Cranberry Stuffed Turkey Breast - cooking recipe

Ingredients
    1 (12 ounce) package herb seasoned stuffing mix
    2 skinless boneless turkey breasts
    1 1/2 cups dried sweetened cranberries
    1 cup chopped pecans
    1/2 cup pecan halves
    2 tablespoons olive oil
    1 cup turkey stock or 1 cup chicken broth
    3 tablespoons butter, divided
    1 tablespoon flour
Preparation
    Prepare stuffing according to package directions. (Optional: add sauteed onions and celery to the stuffing.) Set aside.
    Butterfly the turkey breasts open, until they lay flat.

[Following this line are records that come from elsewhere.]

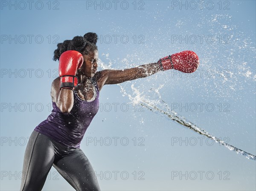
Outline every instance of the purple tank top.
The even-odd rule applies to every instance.
[[[79,148],[85,131],[99,110],[99,88],[96,82],[92,81],[96,92],[94,100],[82,100],[73,90],[74,104],[70,112],[64,114],[52,102],[52,113],[35,130],[68,147]]]

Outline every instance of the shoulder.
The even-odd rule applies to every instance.
[[[96,72],[95,75],[93,77],[94,80],[97,83],[97,85],[99,91],[102,88],[105,82],[108,79],[109,70],[103,70]]]

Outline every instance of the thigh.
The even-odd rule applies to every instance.
[[[50,139],[34,131],[25,152],[20,190],[41,190],[54,160]]]
[[[76,191],[100,191],[95,172],[80,148],[55,162],[53,166]]]

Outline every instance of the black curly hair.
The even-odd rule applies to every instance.
[[[57,45],[57,48],[54,51],[53,60],[58,60],[61,54],[68,50],[75,50],[86,55],[98,50],[96,46],[97,39],[96,33],[88,32],[84,37],[76,36],[72,40],[64,40],[63,43]]]

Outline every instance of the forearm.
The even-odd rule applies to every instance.
[[[141,65],[136,68],[137,78],[143,78],[151,76],[160,71],[159,65],[157,63],[151,63]]]

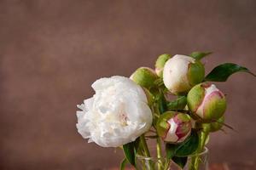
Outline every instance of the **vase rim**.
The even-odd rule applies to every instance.
[[[209,150],[207,147],[204,147],[204,150],[201,151],[201,153],[199,154],[192,154],[189,156],[203,156],[203,155],[206,155],[209,152]],[[164,156],[164,157],[161,157],[161,158],[158,158],[158,157],[152,157],[152,156],[142,156],[142,155],[139,155],[139,154],[137,154],[136,155],[136,157],[137,157],[138,159],[144,159],[144,160],[163,160],[163,159],[166,159],[166,157]]]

Place each opened breast between two sheets of waxed paper or heavy plastic, then pound flat with a kitchen mallet; they should be about 1/4\" thick.
    Spread half the stuffing on each breast, to within 1/4\" of the edge. Reserve 1/4 c of dried cranberries, and divide the rest between the two breasts. Sprinkle the chopped pecans over the stuffing as well. Starting at one narrower end, roll the breast tightly. Tie with kitchen twine in three or four places, then one long one the length of the roll.
    Heat the oil in a skillet until it shimmers. Brown the rolls on all sides, then transfer to a roasting pan. Add the stock to the bottom of the pan, then dot the top of the rolls with the butter 1 tbsp on each.
    Roast in a preheated 350\u00b0F oven for 1 hour, or until juices run clear when nicked with the tip of a knife. Let rest, tented with foil, 15 minutes. Remove strings, then slice 1/2 to 3/4\" thick.
    Meanwhile, strain the pan juices through a sieve. Melt the remaining 1 tbsp butter in a small saucepan. Add the flour and cook 1 minute until the raw cereal taste is gone. Add the pan juices and whisk constantly until thickened. Adjust seasoning with salt and pepper.
    Serve sliced roulades with gravy and sprinkled with remaining dried cranberries and the pecan halves.